The Victorian literature presents a dozen styles, every man speaking out what is in him, in the phrases he likes best. Our Zeit-Geist flashes all across the heavens at once. Let us place a page from Sartor Resartus beside a page from Macaulay's History of England, or either beside a page from Arnold's Literature and Dogma or one from the Stones of Venice. Here are four typical styles in prose, each of which has been much admired and imitated; yet they differ as widely as Shelley from Ovid, or Tennyson from Pope. Again, for verse, contrast Paracelsus with The Princess—poems written about the same time by friends and colleagues. Compare a poem of William Morris with one by Lewis Morris. Compare Swinburne's Songs and Sonnets with Matthew Arnold's Obermann; Rudyard Kipling's Ballads with The Light of Asia. Have they any common standard of form, any type of metre? The purists doubt as to the style of Carlyle as a "model," but no one denies that the French Revolution and Hero-Worship, at least in certain passages, display a mastery over language as splendid as anything in our prose literature. Exactly the same might be said also of Esmond, and again of Silas Marner, and again of the Seven Lamps of Architecture. Yet all of these differ as widely as one style can differ from another. Fifine at the Fair, and The Angel in the House, have each fervent admirers. No! there is no recognised "model" either in verse or in prose.

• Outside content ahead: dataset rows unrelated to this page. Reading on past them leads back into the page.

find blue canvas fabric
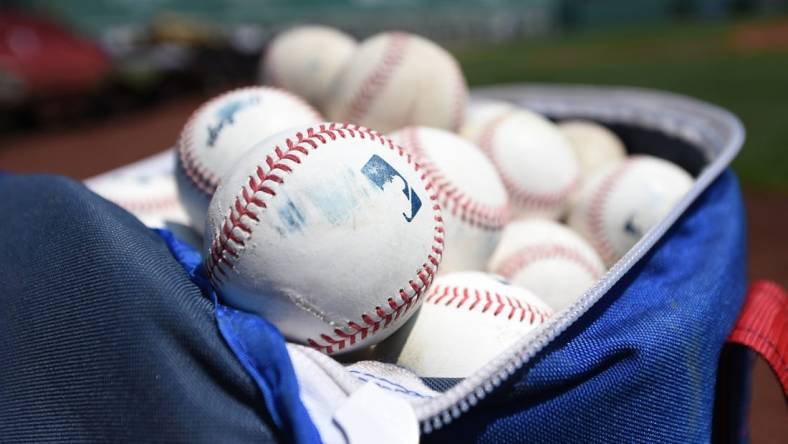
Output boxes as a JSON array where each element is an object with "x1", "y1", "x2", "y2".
[
  {"x1": 0, "y1": 171, "x2": 746, "y2": 443},
  {"x1": 424, "y1": 171, "x2": 746, "y2": 443},
  {"x1": 0, "y1": 175, "x2": 287, "y2": 443},
  {"x1": 154, "y1": 229, "x2": 320, "y2": 443}
]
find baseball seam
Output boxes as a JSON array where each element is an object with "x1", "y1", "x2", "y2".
[
  {"x1": 347, "y1": 32, "x2": 409, "y2": 123},
  {"x1": 493, "y1": 244, "x2": 604, "y2": 279},
  {"x1": 177, "y1": 86, "x2": 322, "y2": 198},
  {"x1": 424, "y1": 285, "x2": 550, "y2": 324},
  {"x1": 477, "y1": 111, "x2": 578, "y2": 209},
  {"x1": 205, "y1": 123, "x2": 444, "y2": 354},
  {"x1": 402, "y1": 127, "x2": 510, "y2": 230},
  {"x1": 588, "y1": 157, "x2": 637, "y2": 265}
]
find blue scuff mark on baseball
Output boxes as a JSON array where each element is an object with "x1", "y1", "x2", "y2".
[
  {"x1": 277, "y1": 199, "x2": 306, "y2": 234},
  {"x1": 306, "y1": 169, "x2": 369, "y2": 225},
  {"x1": 361, "y1": 154, "x2": 421, "y2": 222},
  {"x1": 208, "y1": 96, "x2": 260, "y2": 147}
]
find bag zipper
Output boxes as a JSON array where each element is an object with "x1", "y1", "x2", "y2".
[{"x1": 413, "y1": 86, "x2": 745, "y2": 434}]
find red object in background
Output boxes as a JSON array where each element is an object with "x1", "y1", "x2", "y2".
[{"x1": 0, "y1": 10, "x2": 110, "y2": 104}]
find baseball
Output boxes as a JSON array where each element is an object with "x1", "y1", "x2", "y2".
[
  {"x1": 558, "y1": 120, "x2": 627, "y2": 177},
  {"x1": 488, "y1": 219, "x2": 606, "y2": 311},
  {"x1": 389, "y1": 126, "x2": 509, "y2": 273},
  {"x1": 376, "y1": 272, "x2": 552, "y2": 378},
  {"x1": 204, "y1": 123, "x2": 443, "y2": 354},
  {"x1": 326, "y1": 32, "x2": 468, "y2": 133},
  {"x1": 461, "y1": 108, "x2": 580, "y2": 219},
  {"x1": 87, "y1": 169, "x2": 188, "y2": 228},
  {"x1": 260, "y1": 26, "x2": 358, "y2": 109},
  {"x1": 175, "y1": 87, "x2": 322, "y2": 233},
  {"x1": 569, "y1": 155, "x2": 692, "y2": 266}
]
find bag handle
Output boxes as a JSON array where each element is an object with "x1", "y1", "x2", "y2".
[{"x1": 728, "y1": 281, "x2": 788, "y2": 397}]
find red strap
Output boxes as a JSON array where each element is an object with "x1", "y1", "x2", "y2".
[{"x1": 728, "y1": 281, "x2": 788, "y2": 396}]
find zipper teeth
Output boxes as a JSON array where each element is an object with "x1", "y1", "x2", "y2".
[{"x1": 414, "y1": 85, "x2": 744, "y2": 434}]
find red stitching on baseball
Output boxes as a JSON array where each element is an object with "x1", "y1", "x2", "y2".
[
  {"x1": 588, "y1": 156, "x2": 638, "y2": 264},
  {"x1": 176, "y1": 86, "x2": 323, "y2": 198},
  {"x1": 347, "y1": 32, "x2": 410, "y2": 123},
  {"x1": 477, "y1": 111, "x2": 579, "y2": 209},
  {"x1": 402, "y1": 126, "x2": 511, "y2": 230},
  {"x1": 493, "y1": 244, "x2": 604, "y2": 279},
  {"x1": 205, "y1": 123, "x2": 444, "y2": 354},
  {"x1": 424, "y1": 284, "x2": 551, "y2": 324}
]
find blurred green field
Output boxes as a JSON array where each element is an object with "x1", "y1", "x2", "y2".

In truth, we have now both in prose and in verse strongly-contrasted types, each of which commands admiration and following. Both in prose and verse we have one type which has carried subtle finish and a purism studied almost to the point of "preciousness," alongside of another type which crowds its effects without regard to tone and harmony, and by its side a third type which trots along breathless in its shirt-sleeves. Tennyson's In Memoriam has that exquisite polish of workmanship which we find in such poets as Virgil, Racine, and Milton—that perfection of phrase which we cannot conceive the poet capable of improving by any labour. Put aside for the moment any question about the ideas, inspiration, or power of the poem as a whole, and consider that, in all those hundreds of stanzas, there is hardly one line that is either careless, prosaic, or harsh, not a single false note, nothing commonplace, nothing over-coloured, but uniform harmony of phrase. This perfection of phrasing is not always to be found even in the greatest poets, for Aeschylus and Dante at times strike a fierce discord, and Shakespeare, Calderon, and Goethe sometimes pass into rank extravaganza. But this scholarly and measured speech has impressed itself on the poetry of our time—insomuch, that the Tennysonian cycle of minor poets has a higher standard of grace, precision, and subtlety of phrase than the second rank of any modern literature:—a standard which puts to shame the rugosities of strong men like Dryden, Burns, and Byron. There is plenty of mannerism in this school of our minor poetry, but no one can call it either slovenly or harsh.